Is there still a bull market in crypto in 2025? Why am I so bearish despite many positive developments? How can we find holes in my analysis?
Our goal is to answer these questions and more.
Bear Market Case
Before we discuss on-chain data, I want to share more qualitative analysis on how we view cryptocurrency cycles.
Early Bull Market
This is roughly the period from January 23 to October 23.
This is the period after the market bottomed out after FTX. Things got very quiet (low trading volume, crypto Twitter was silent). Then we started to rise again.
During this period, BTC went from about $165k to $33k.
However, no one is calling this a bull run.
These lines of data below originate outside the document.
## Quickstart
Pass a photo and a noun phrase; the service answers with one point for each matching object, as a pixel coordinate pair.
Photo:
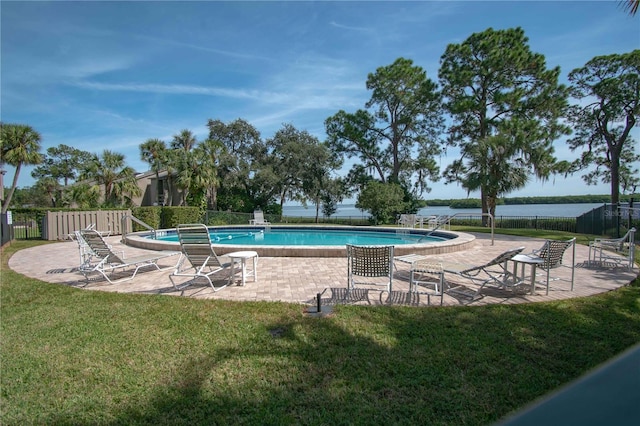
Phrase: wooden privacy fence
(58, 225)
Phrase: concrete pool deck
(299, 280)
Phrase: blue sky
(110, 75)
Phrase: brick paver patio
(299, 280)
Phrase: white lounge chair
(199, 260)
(109, 262)
(427, 277)
(613, 251)
(495, 272)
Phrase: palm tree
(20, 144)
(210, 152)
(107, 170)
(154, 152)
(184, 140)
(126, 187)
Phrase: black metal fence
(612, 220)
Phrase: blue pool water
(311, 237)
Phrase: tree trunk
(7, 200)
(615, 177)
(485, 209)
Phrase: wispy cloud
(348, 27)
(182, 89)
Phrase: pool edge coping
(461, 242)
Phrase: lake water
(554, 210)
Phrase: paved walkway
(299, 280)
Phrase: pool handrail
(489, 215)
(139, 222)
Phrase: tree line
(506, 110)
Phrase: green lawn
(72, 356)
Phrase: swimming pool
(310, 237)
(311, 241)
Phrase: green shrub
(173, 216)
(150, 215)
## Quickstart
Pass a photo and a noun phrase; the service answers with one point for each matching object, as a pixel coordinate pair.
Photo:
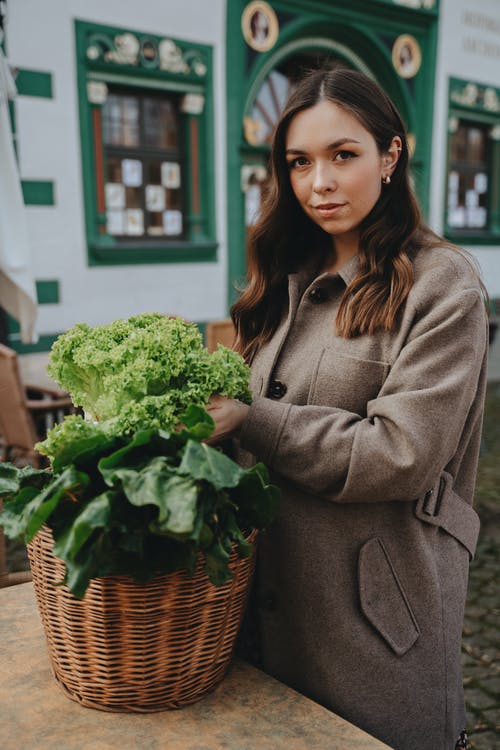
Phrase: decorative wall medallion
(406, 56)
(97, 92)
(468, 96)
(171, 58)
(126, 50)
(149, 53)
(491, 100)
(260, 26)
(192, 104)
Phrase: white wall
(469, 48)
(41, 36)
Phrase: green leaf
(127, 455)
(12, 479)
(201, 461)
(26, 518)
(12, 518)
(178, 505)
(198, 422)
(9, 479)
(95, 515)
(256, 499)
(42, 506)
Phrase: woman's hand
(228, 415)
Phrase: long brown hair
(284, 237)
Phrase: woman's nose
(323, 179)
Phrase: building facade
(142, 133)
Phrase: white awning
(17, 287)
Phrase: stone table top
(248, 711)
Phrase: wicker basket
(138, 647)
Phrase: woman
(366, 335)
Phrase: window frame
(476, 104)
(190, 76)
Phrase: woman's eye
(344, 155)
(299, 161)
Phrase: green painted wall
(361, 33)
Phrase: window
(147, 155)
(143, 165)
(468, 177)
(473, 200)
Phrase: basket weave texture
(141, 647)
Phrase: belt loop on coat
(442, 507)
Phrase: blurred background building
(142, 132)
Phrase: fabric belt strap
(442, 507)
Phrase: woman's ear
(391, 156)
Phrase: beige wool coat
(361, 580)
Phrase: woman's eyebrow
(330, 147)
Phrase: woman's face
(335, 168)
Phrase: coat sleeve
(411, 430)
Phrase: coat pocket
(346, 382)
(383, 600)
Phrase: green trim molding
(38, 192)
(47, 292)
(34, 83)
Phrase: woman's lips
(326, 210)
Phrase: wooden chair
(219, 332)
(26, 412)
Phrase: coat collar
(310, 273)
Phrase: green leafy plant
(143, 373)
(146, 495)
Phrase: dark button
(317, 295)
(277, 389)
(267, 601)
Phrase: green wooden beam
(34, 83)
(38, 192)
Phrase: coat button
(317, 295)
(277, 389)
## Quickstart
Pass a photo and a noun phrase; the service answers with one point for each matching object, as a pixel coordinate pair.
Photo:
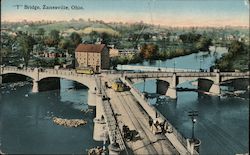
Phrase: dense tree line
(236, 58)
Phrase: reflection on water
(222, 124)
(26, 124)
(193, 61)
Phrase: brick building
(95, 56)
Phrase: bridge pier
(92, 97)
(215, 88)
(1, 80)
(172, 93)
(100, 131)
(35, 88)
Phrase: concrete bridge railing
(154, 113)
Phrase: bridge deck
(132, 115)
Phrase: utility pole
(174, 65)
(144, 84)
(193, 114)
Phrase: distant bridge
(97, 96)
(166, 81)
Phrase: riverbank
(169, 53)
(237, 58)
(69, 122)
(29, 119)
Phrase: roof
(96, 48)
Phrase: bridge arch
(14, 73)
(236, 83)
(86, 81)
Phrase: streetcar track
(134, 124)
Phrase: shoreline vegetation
(190, 43)
(237, 58)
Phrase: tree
(53, 38)
(26, 43)
(146, 37)
(204, 43)
(236, 48)
(106, 38)
(149, 51)
(40, 32)
(64, 44)
(75, 38)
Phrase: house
(95, 56)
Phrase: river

Most of the market remained on the sidelines during the “early bull run”.
Wealth Creation
This is roughly the period from November 2023 to March 2024.
This is when we saw some big moves and some major wealth creation. SOL went from $20 to $200. Jito’s airdrop (Dec’23) created additional wealth effects in Solana and repriced Solana DeFi (Pyth, Marinade, Raydium, Orca, etc.). The venture capital market reached a fever pitch during this period (which is pretty typical).
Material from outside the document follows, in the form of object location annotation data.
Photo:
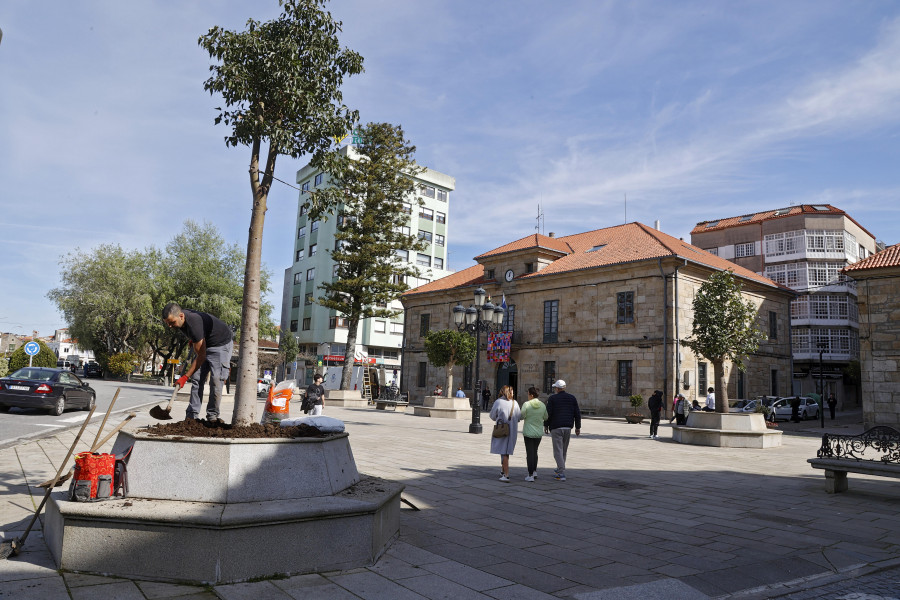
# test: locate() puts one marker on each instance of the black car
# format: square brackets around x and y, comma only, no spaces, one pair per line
[92,370]
[54,390]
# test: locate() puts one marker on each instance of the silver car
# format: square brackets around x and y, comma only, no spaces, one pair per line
[809,408]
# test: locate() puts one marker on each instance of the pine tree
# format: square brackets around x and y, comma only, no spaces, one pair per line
[375,179]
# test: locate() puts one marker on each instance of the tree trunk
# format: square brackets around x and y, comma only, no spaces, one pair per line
[248,357]
[450,393]
[720,386]
[349,353]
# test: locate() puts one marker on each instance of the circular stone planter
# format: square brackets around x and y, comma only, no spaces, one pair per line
[225,510]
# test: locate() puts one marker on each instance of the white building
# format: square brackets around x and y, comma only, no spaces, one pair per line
[804,248]
[319,330]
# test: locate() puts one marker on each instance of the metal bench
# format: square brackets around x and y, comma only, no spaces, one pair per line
[873,452]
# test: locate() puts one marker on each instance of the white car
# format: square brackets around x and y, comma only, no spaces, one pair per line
[809,408]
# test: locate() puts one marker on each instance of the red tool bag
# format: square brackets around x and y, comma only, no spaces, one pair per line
[94,475]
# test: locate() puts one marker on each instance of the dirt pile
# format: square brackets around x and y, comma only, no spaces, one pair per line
[218,429]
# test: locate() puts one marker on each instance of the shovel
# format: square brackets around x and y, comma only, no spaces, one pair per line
[13,547]
[164,414]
BTC went from $33k to $72k. ETH went from $1,500 to $3,600.
Bonk went from $90M to $2.4B (26x). WIF went from $60M to $4.5B (75x). The seeds for a bigger “Memecoin Season” were planted.
But it was still pretty “quiet” during this period. Your “regular friends” probably haven’t been asking you about crypto yet.
Wealth Distribution
This is roughly the period from March ’24 to January ’25.
The “peak attention” period. We tend to see “WAGMI” type sentiment, rapid rotation, new meta (which quickly fades), and blind risk taking that pays off. Celebrities and other “crypto transients” tend to enter during this period. Crazy headlines like “Tesla Buys BTC” or “Bitcoin Strategic Reserve” tend to appear during the wealth distribution phase.
Why?
New investors enter the market driven by these headlines. They don’t know they’re late.
This was the second wave of “Memecoin Season” which then morphed into “AI Agent Season”. During this period, the market ignored a lot of obviously problematic behavior. No one was willing to call it out. People were making money.
Now. Which brings us to where we are today.
Wealth Destruction
We believe we entered this period shortly after Trump took office.
This is the period immediately following the top of the breakout. The bullish catalyst is now a thing of the past. Seemingly positive news has been met with bearish price action.
In its current state, the executive action regarding the “Strategic Bitcoin Reserve” has not moved the market – a significant sign. During this period, reversals tend to run into key resistance periods and die down (we saw this last week after Trump’s tweet about crypto reserves).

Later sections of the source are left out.